Visual Time series model training on GPU fails
Hello,
I'm getting this error whilst trying to train a time series model on GPU.
OSError: libnvToolsExt.so.1: cannot open shared object file: No such file or directory
I have done the following so far:
1. Created a cuda 10.2 enabled base image on the DSS and pushed the base images
2. Created a code environment and added the additional packages for visual time series forecasting (cuda 10.2)

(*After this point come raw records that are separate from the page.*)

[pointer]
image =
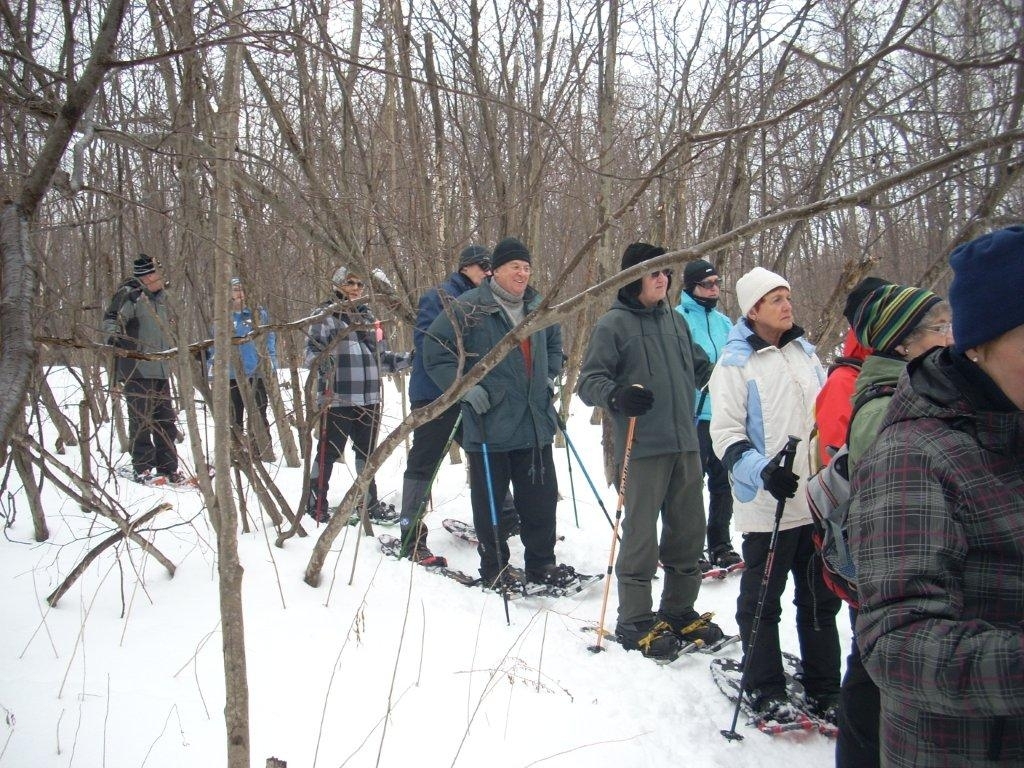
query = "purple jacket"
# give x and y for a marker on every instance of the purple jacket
(937, 531)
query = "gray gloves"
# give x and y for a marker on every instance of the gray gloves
(477, 399)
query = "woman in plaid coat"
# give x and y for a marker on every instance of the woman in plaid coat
(937, 530)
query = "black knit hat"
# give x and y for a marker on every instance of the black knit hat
(143, 265)
(697, 271)
(890, 313)
(508, 250)
(473, 254)
(634, 254)
(858, 294)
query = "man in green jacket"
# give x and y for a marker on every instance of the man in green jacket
(137, 320)
(508, 417)
(642, 361)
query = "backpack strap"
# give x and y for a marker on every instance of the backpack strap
(872, 392)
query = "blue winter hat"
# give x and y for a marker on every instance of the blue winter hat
(508, 250)
(988, 281)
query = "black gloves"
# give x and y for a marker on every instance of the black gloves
(779, 481)
(634, 400)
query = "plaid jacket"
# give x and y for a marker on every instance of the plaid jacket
(937, 530)
(349, 360)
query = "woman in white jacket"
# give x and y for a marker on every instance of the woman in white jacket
(764, 387)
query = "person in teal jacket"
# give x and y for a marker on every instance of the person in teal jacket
(509, 414)
(244, 322)
(710, 328)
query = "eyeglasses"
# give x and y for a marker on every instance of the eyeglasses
(942, 329)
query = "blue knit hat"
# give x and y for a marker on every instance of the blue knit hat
(890, 313)
(988, 281)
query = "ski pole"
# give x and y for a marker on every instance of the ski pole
(596, 648)
(568, 461)
(600, 502)
(785, 458)
(422, 505)
(494, 512)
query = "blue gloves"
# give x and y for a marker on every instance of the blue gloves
(779, 481)
(477, 399)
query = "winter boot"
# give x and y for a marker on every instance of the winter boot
(316, 507)
(381, 512)
(414, 492)
(653, 639)
(509, 580)
(508, 522)
(553, 576)
(725, 557)
(692, 628)
(774, 708)
(414, 541)
(823, 708)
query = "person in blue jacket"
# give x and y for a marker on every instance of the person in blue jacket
(710, 328)
(244, 322)
(430, 439)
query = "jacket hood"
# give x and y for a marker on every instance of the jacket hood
(938, 386)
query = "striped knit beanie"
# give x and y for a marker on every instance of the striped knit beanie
(988, 279)
(143, 265)
(890, 313)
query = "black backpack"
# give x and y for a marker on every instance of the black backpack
(828, 498)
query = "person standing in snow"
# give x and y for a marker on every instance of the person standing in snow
(764, 388)
(137, 320)
(900, 324)
(710, 328)
(347, 347)
(509, 413)
(430, 439)
(937, 528)
(244, 322)
(641, 361)
(835, 401)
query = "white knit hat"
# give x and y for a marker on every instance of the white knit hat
(753, 287)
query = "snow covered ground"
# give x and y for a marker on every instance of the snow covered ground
(383, 665)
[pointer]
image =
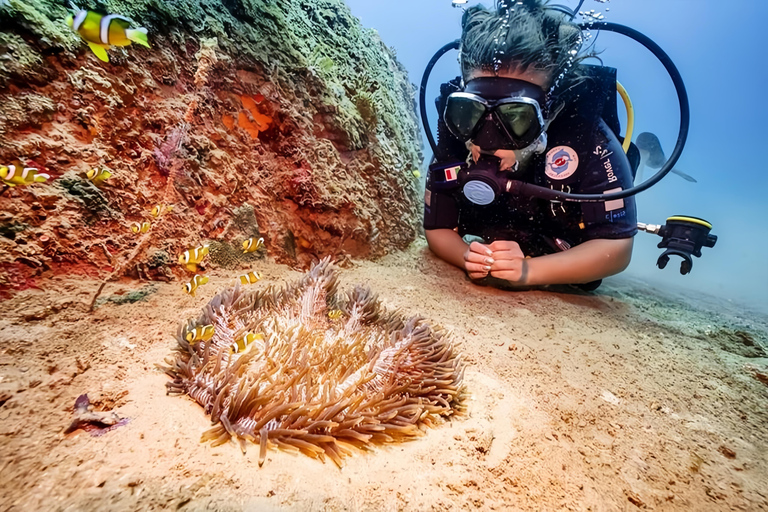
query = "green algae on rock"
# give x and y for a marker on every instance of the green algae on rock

I've also tried to use docker append to add cuda-nvtx-10-2 to the base image.
USER root
# Install cuda-nvtx-10-2
RUN yum-config-manager --add-repo https://developer.download.nvidia.com/compute/cuda/repos/rhel7/x86_64/cuda-rhel7.repo && \
yum install -y cuda-nvtx-10-2 && \
yum clean all
# Globally enable cuda-nvtx-10-2
ENV PATH=/usr/local/cuda-10.2/bin:${PATH} \
LD_LIBRARY_PATH=/usr/local/cuda-10.2/lib64:${LD_LIBRARY_PATH}
USER dataiku
The files are installed and available, but it they're still not found when the code runs.
I've seen online that others resolved this by including the /usr/local/cuda/lib64 path to $LD_LIBRARY_PATH folder but I'm unable to do so. The ENV from the docker append doesn't seem to take effect.
Does anyone have any suggestions?
Thanks
Riaan
Operating system used: centos (cloud stack)
Answers
-
Sergey Dataiker, Dataiku DSS Core Designer, Dataiku DSS & SQL, Dataiku DSS Core Concepts Posts: 365 Dataiker
Hi @RiaanB
As you have also reported this in the support ticket, I will also reply to this here.
You will need to update LD_LIBRARY_PATH:
ENV LD_LIBRARY_PATH=/usr/local/cuda/compat:/usr/local/cuda/lib64${LD_LIBRARY_PATH:+:$LD_LIBRARY_PATH}
and rebuild images. We are going to fix this permanently in the upcoming releases.